# **My Personal Language Model**

_Developed by: Paolo Edni Andryn V. Espiritu_
<br>
_Course: CSC714M | Theories In Natural Language Processing_

In this project, I will be making a **probabilistic language model** using a dataset that contains my messenger conversation data from 2021-2024. The objective is to make a model that captures the way how I speak to people (e.g. peers, friends, family, and even strangers).

As suggested in class, I will be using **Jadesse Chan's** statistical trigram language model found in this link: https://github.com/jadessechan/Text-Prediction.


## Import Libraries


In [None]:
import helper
import re
import unicodedata
import string
import random
import nltk
from nltk.probability import ConditionalFreqDist
from nltk.tokenize import word_tokenize

## Data Preparation

The first step involves preparing the data that will be provided to the language model. With this, I created a scraper that will retrieve the user's messages given the `directory name of the downloaded messenger folder` and the `sender's name`. The `config` file used in the scraper contains some texts that I specifically excluded. You may also create your own config file for your specific case.


In [None]:
# Run the scraper

path = "./messenger_data"
sender_name = "Paolo Espiritu"

helper.scrape_messenger_data(path, sender_name)

Let us also check the size of the corpus in terms of the number of tokens and its vocabulary. For this, we will use the **word_tokenize** function from the **nltk** library.


In [None]:
dataset_path = "./dataset.txt"
tokens = []

with open(dataset_path) as input_file:
    tokens = word_tokenize(input_file.read())

print("tokens: {} | vocabulary size: {}".format(len(tokens), len(set(tokens))))

## Statistical Trigram language model

Now that we have generated the `dataset.txt` file, we can now proceed to use Jadesse Chan's statistical trigram language model. In this section, we can generate a sentence based on the given phrase of the user. Ideally, the model should sound like the person whose dataset was used in this project.

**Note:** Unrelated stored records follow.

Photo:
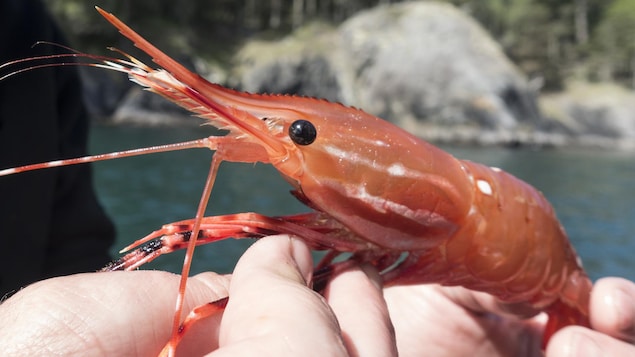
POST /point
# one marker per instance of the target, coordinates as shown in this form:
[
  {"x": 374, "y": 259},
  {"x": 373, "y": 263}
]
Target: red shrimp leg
[
  {"x": 318, "y": 231},
  {"x": 195, "y": 315}
]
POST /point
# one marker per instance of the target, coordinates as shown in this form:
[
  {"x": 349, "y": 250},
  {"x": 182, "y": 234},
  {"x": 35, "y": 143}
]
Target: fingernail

In my case, I need to come up with specific phrases that I often use to know if the output sounds like something I would say.


In [None]:
"""
    Install NLTK resources
"""

nltk.download("punkt")
nltk.download("wordnet")


"""
    Normalize text, remove unnecessary characters, 
    perform regex parsing, and make lowercase
"""


def filter(text):
    # normalize text
    text = (
        unicodedata.normalize("NFKD", text)
        .encode("ascii", "ignore")
        .decode("utf-8", "ignore")
    )
    # replace html chars with ' '
    text = re.sub("<.*?>", " ", text)
    # remove punctuation
    text = text.translate(str.maketrans(" ", " ", string.punctuation))
    # only alphabets and numerics
    text = re.sub("[^a-zA-Z]", " ", text)
    # replace newline with space
    text = re.sub("\n", " ", text)
    # lower case
    text = text.lower()
    # split and join the words
    text = " ".join(text.split())

    return text


"""
    Tokenize remaining words
    and perform lemmatization
"""


def clean(text):
    tokens = nltk.word_tokenize(text)
    wnl = nltk.stem.WordNetLemmatizer()

    output = []
    for words in tokens:
        # lemmatize words
        output.append(wnl.lemmatize(words))

    return output


"""
    Make a language model using a dictionary, trigrams, 
    and calculate word probabilities
"""


def n_gram_model(text):
    trigrams = list(
        nltk.ngrams(
            text,
            3,
            pad_left=True,
            pad_right=True,
            left_pad_symbol="<s>",
            right_pad_symbol="</s>",
        )
    )
    bigrams = list(
        nltk.ngrams(
            text,
            2,
            pad_left=True,
            pad_right=True,
            left_pad_symbol="<s>",
            right_pad_symbol="</s>",
        )
    )

    # N-gram Statistics
    # get freq dist of trigrams
    # freq_tri = nltk.FreqDist(trigrams)
    freq_bi = nltk.FreqDist(bigrams)
    # freq_tri.plot(30, cumulative=False)
    freq_bi.plot(30, cumulative=False)
    # print("Most common trigrams: ", freq_tri.most_common(5))
    print("Most common bigrams: ", freq_bi.most_common(5))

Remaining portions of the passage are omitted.